Dans le monde de l’aéronautique, il y a un engagement réel. Lorsque nous certifions un technicien, nous sommes obligés d’être en mesure de garantir que la personne est qualifiée pour le faire, les enjeux sont particulièrement importants.

Quelle est la durée des formations ?

Les parcours de formation vont de 2h à 600h. Pour une heure de formation dispensée, c’est 10 heures d’ingénierie. Un formateur est à 70% opérationnel et à 30% en ingénierie permanente, c’est-à-dire en train d’actualiser la formation qu’il dispense. Il n’y a jamais deux cours identiques : la formation est aussi adaptée au rythme de l’acquisition en cours, donc au rythme des stagiaires. Un cours se réadapte en permanence, il est totalement modulaire et sur mesure. Les stagiaires sont 10 en général à suivre une formation, 6 au minimum et 12 au maximum.

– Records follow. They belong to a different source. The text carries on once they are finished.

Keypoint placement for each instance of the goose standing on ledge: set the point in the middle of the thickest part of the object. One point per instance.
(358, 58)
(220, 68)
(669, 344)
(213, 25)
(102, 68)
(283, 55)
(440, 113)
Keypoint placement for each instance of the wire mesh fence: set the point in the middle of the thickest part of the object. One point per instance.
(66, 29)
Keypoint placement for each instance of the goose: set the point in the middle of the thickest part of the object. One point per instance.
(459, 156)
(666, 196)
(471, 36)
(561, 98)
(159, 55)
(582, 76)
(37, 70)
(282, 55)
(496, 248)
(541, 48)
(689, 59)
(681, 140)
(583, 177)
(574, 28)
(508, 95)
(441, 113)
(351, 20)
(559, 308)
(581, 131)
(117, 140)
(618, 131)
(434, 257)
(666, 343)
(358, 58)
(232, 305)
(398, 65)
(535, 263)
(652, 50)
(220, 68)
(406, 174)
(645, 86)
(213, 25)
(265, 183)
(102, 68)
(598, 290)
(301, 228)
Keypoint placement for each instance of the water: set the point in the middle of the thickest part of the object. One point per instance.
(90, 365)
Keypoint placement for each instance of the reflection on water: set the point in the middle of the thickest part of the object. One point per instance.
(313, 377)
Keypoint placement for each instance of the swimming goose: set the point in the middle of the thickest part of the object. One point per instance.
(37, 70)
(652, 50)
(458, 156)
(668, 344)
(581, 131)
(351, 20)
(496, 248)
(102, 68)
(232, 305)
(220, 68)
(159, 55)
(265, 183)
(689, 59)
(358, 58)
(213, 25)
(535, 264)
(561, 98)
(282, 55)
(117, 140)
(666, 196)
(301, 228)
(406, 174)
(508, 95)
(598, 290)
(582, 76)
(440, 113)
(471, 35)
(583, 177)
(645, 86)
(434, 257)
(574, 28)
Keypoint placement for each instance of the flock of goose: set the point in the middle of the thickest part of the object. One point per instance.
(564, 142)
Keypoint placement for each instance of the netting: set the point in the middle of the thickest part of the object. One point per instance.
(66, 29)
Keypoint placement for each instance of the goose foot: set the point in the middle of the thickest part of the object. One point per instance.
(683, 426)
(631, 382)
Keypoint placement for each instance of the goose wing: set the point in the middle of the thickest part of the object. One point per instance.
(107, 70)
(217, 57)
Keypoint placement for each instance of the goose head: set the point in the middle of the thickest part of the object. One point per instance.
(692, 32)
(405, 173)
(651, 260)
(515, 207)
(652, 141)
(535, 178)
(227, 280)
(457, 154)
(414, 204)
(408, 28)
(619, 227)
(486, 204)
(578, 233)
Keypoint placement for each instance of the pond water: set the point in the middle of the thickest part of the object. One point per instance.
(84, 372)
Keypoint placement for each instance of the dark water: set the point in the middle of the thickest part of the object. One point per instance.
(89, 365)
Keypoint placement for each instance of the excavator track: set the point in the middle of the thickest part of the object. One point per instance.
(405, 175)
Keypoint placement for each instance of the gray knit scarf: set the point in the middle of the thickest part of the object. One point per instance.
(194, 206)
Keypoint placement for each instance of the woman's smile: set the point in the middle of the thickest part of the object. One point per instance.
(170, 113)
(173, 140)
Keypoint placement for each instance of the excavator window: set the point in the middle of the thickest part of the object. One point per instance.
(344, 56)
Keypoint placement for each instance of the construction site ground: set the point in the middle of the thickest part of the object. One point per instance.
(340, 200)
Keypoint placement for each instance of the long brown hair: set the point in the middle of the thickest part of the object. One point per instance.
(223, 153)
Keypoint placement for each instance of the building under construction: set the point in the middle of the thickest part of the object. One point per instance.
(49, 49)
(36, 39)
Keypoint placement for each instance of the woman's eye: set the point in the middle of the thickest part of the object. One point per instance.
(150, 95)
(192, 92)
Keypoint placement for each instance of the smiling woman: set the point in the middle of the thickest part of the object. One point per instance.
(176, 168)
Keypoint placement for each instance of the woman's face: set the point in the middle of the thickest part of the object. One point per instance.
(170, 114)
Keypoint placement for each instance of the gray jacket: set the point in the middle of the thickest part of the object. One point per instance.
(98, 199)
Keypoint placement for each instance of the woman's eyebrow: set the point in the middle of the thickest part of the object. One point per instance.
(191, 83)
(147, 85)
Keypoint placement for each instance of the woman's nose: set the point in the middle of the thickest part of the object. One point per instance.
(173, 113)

Quel est le profil des formateurs qui interviennent ?

Ce sont des formateurs internes qui sont issus du terrain, qui ont beaucoup d’expérience. Il y a beaucoup d’anciens militaires. Le premier formateur sur les métiers liés à la production était un ancien militaire qui était chef de chantier sur un programme avion. On lui a proposé cette opportunité car nous avions ce besoin en création de volumes et de qualité. Nous avons aujourd’hui une dizaine de formateurs sur le domaine de la production et nous faisons intervenir ponctuellement des formateurs en free-lance si nous avons des besoins plus spécifiques.

En quelles langues sont dispensées les formations ?

Nos formations sont dispensées en français, anglais, chinois et arabe. La demande de nos clients est l’anglais, car c’est la langue de l’aéronautique, mais nous associons toujours un formateur en langue native pour former un binôme qui apporte un complément d’informations si besoin. Il y a donc l’apport de compétence et l’aspect culturel : nous adaptons toujours nos formations à la culture concernée. Les spécificités ne sont pas que techniques, elles sont aussi culturelles et c’est important d’y prêter attention pour être efficace.

Vous avez choisi de créer ce centre pour répondre à vos besoins. Parleriez-vous de pénurie au niveau de l’offre de formation ?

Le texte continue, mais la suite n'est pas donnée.